As a hack-ish alternative, a favelet could be used to at least allow one-click subscribing to a site. Such favelets/bookmarklets already exist, but they rely on RSS Auto-Discovery. The problem with that is that it is a relatively brittle approach, i.e. it fails completely if a site doesn't use auto-discovery, even if it may have a feed. Mark Pilgrim's Feed Finder tries much harder to find the RSS or Atom feeds that relate to a page, while doing elegant things like respecting a site's robots.txt file. Re-implementing its functionality in JavaScript didn't seem like an appealing option, so instead I used a hybrid approach. This simple CGI script lives on my server, and calls Mark's tool (I am a total Python newbie, thus there may be better ways of achieving this):

import os, feedfinder

if os.environ.has_key('QUERY_STRING'):
  uri = os.environ['QUERY_STRING']
  try:
    feeds = feedfinder.getFeeds(uri);
    if (len(feeds) > 0):
      print "Location: feed://%s\n\n" % (feeds[0])
    else:
      print 'Content-type: text/html\n\nNo feed(s) found at the given URL.\n' 
  except IOError:
    print 'Content-type: text/html\n\nCould not access given URL.\n'
else:
  print 'Content-type: text/html\n\nNo URL was given.\n'

The Subscriber favelet then simply invokes it with the current page's URL. If a feed is found, the redirect within the CGI script triggers the feed:// protocol handler thus invoking the aggregator. Such a favelet has the advantage of being easily updatable; if the auto-discovery standard were to change or if Mark figures out even more clever ways of determining if a site has a feed, then all its uses would immediately benefit.

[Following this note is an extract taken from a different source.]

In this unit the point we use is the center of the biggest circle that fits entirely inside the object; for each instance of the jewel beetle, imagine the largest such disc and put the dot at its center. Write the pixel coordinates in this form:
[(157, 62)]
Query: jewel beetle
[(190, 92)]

Custom Draggable Frame(set) Borders #

Frames, as represented by the <frameset> and <frame> tags, have been put in the DO NOT column by many people since the day they were introduced, so many years ago, with the advent of Netscape 2.0. Initially this was with good reason; broken implementations meant that the back button and bookmarking did not behave as expected in their presence. However, browser support has advanced to the point where they are not serious hindrances to navigation, and in some cases (say, when implementing a web version of a multi-paned app) they represent the best tool at hand.

With their need and usefulness thus established, we can turn to more superficial matters, aesthetics. Frame borders are one of the few areas where a web designer has minimal control. Netscape, in its day, supported a proprietary bordercolor attribute, but this has been dropped from the equivalent XHTML module. In any case, this was coarse control over the color of the border, and nothing more.

The obvious workaround is to create another frame of a narrow width (or height) and within this fake divider specify the border appearance as desired. The trade-off was that frame resizability was lost - at best the user has to drag two sets of borders (on either side of this faked divider). Fortunately, support for the browser DOM has advanced to the point where we can do something about it.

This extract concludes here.